Рахиль медленно идёт по улице, плечи опущены, блузка в следах крови. Входит в подъезд дома.

62. Интерьер. Квартира Рахили. Рахиль заходит в квартиру.

Рахиль, переодевшись в свою неизменную длинную юбку, наливает в кружку заварку, чёрную, как дёготь, выпивает залпом, словно водку. Проходит в комнату, у большого окна мольберт, возле него краски, кисти. На подоконнике шляпа. Рахиль водружает шляпу на макушку, берёт кисть, делает несколько крупных мазков. Смотрит на полотно, огромны её глаза. Они медленно наполняются слезами. Но Рахиль не даёт им пролиться, встряхивает головой, словно отгоняет от себя видение, и начинает петь, сначала негромко, а потом в полный голос: «А я могилы не страшуся, чёрный ворон, я не твой…».

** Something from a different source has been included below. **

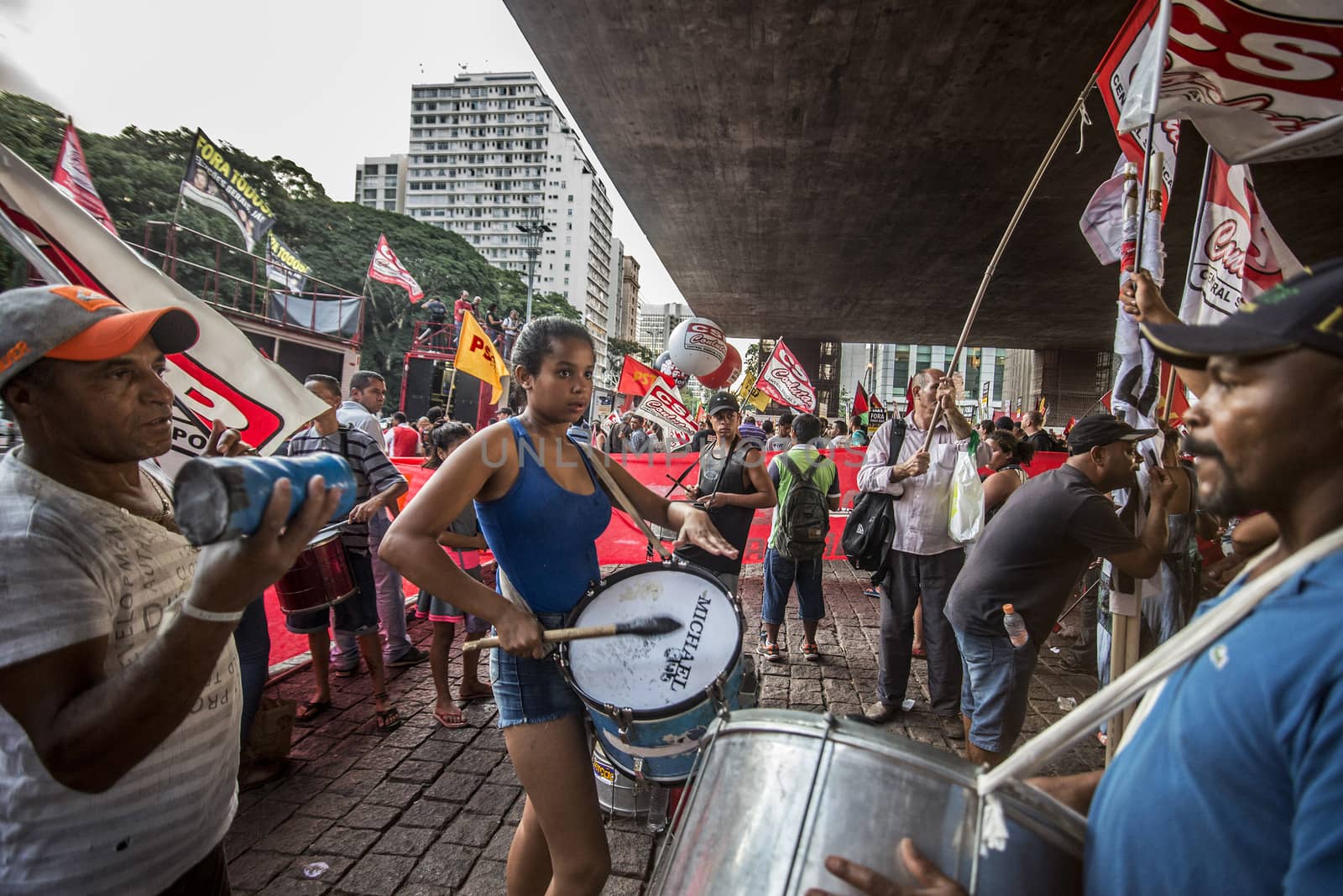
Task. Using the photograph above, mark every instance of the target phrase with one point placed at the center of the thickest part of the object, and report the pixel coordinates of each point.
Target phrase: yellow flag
(480, 357)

63. Натура. Москва. Возле «Макдональдса».

Разбитое большое окно. Осколки. Остов взорванного «жигулёнка». Милицейские машины. «Скорая». Милиционеры разгоняют зевак. (Хроника). Проезжает машина Звягинцевых, останавливается. Любаша за рулём. Милиционер резко, грубо:

– Не на что глазеть, дамочка. Проезжайте.

Любаша срывается с места, визжат колеса.

64. Интерьер.

Внутри салона. Крупно лицо Любаши – трясутся губы, даже щёки. Раздаётся звонок мобильника.

– Алло!

– Ты чего кричишь?

– Серёженька!

– С тобой всё в порядке?

– Да, да! Когда приедешь?

– Уже.

– Прилетел?

– Да я дома больше часа. Где тебя чёрти носят?

– Как дела?

– Какая-то мистическая история приключилась. Скоро доберёшься до дачи? Где ты?

– Мимо церкви проехала.

– Жду, голубка.

65. Интерьер.

Каминная Звягинцевых. Сергей шагает по комнате, словно шакал в клетке, руками размахивает, говорит как-то слишком скороговоркой.

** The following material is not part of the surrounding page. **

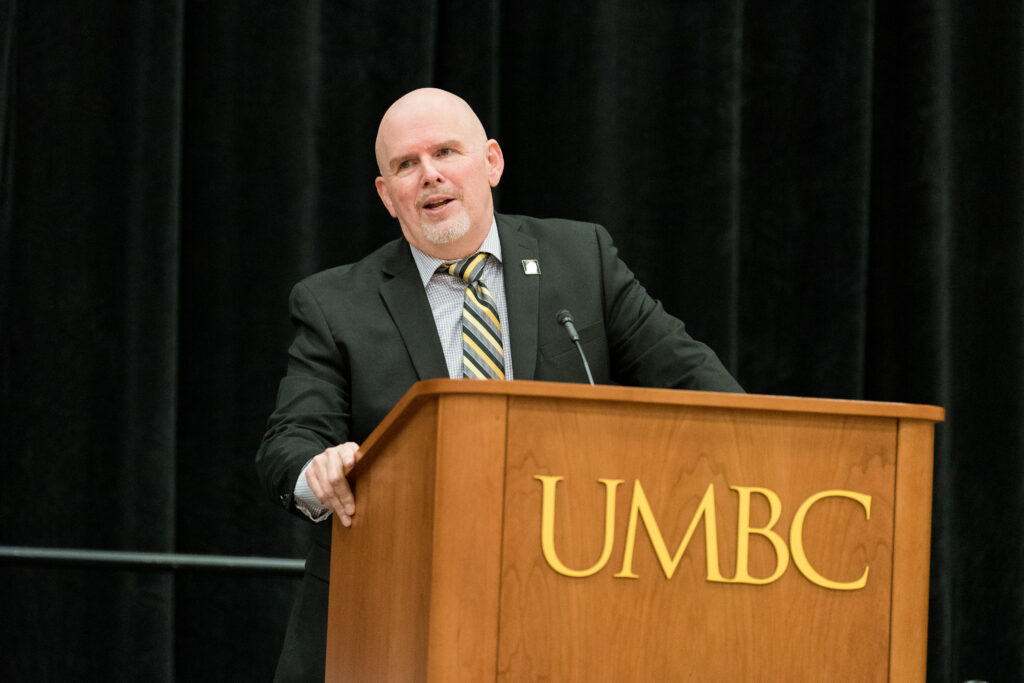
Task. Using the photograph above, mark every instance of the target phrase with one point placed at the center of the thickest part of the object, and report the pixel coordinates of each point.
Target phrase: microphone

– И что ты себе думаешь? Французы мне факс тычут в нос, а там моя подпись! Представляешь? Якобы это я приказал не отсылать документы, не выдавать накладные и тому подобную чепуху. В Польше Янек прямо визжал от злобы. И тычет в факс. Мой! И с моего телефона! Ничего не понимаю!

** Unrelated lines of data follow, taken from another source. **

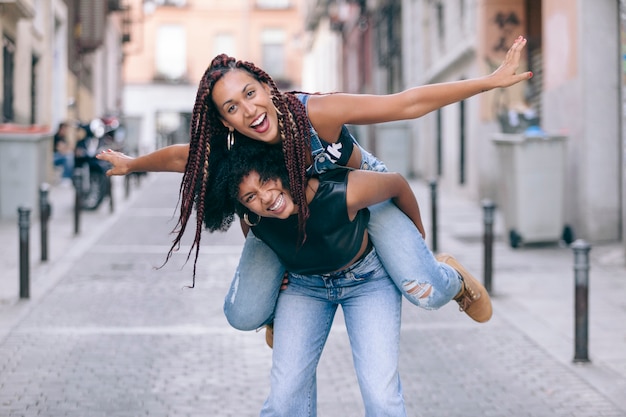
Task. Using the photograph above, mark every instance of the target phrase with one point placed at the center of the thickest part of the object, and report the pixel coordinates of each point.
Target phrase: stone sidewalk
(107, 333)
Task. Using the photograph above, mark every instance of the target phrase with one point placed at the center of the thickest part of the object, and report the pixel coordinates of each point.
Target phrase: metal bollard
(24, 226)
(433, 210)
(581, 308)
(110, 194)
(488, 217)
(77, 179)
(44, 216)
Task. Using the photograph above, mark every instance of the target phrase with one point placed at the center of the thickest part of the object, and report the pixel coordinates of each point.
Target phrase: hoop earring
(247, 220)
(230, 139)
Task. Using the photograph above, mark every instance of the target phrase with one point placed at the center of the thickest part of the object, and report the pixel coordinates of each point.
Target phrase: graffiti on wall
(508, 27)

– И что непонятного, наивный ты мой?! Ясно, чьих лук дело.

– Кого?

– Да Егора!

– Зачем?

– Сначала он запустил серию статей о «Полёте фантазии». Хвалебные, прям патока, сил нет. Это была приманка. И ты клюнул. Ну как же! Пресса захлёбывается, расписывает тебя в радужных тонах, а о Букашкине только так, к слову. Нашёл журналюгу за небольшие бабки. Сколько ты за акции отвалил? Не забыл?

– Но фирма-то теперь моя! Я всё поправил, товар придёт послезавтра. Все точки заработают.

– Погоди. Ещё не вечер.

– Хватит, голубка, прекрати пророчествовать. Терпеть это не могу!

– Помяни моё слово.

– Рахиль звонила?

– Приедет через неделю.

– Как думаешь, она не прикарманит наши акции?

– Она? Никогда.

– Не сильно ей доверяешь-то?

– В самый раз.

66. Интерьер.

Аэропорт Бен-Гуриона. Рахиль проходит паспортный контроль. Девушка, что проверяла Рахиль тогда, во время первого отъезда из Тель-Авива, стоит за соседней стойкой. На ней та же военная форма, но только более свободная. Рахиль кричит ей: (на иврите, закадровый перевод).

– Поздравляю!

– Спасибо! – лицо девушки расплывается в счастливой, несколько детской улыбке.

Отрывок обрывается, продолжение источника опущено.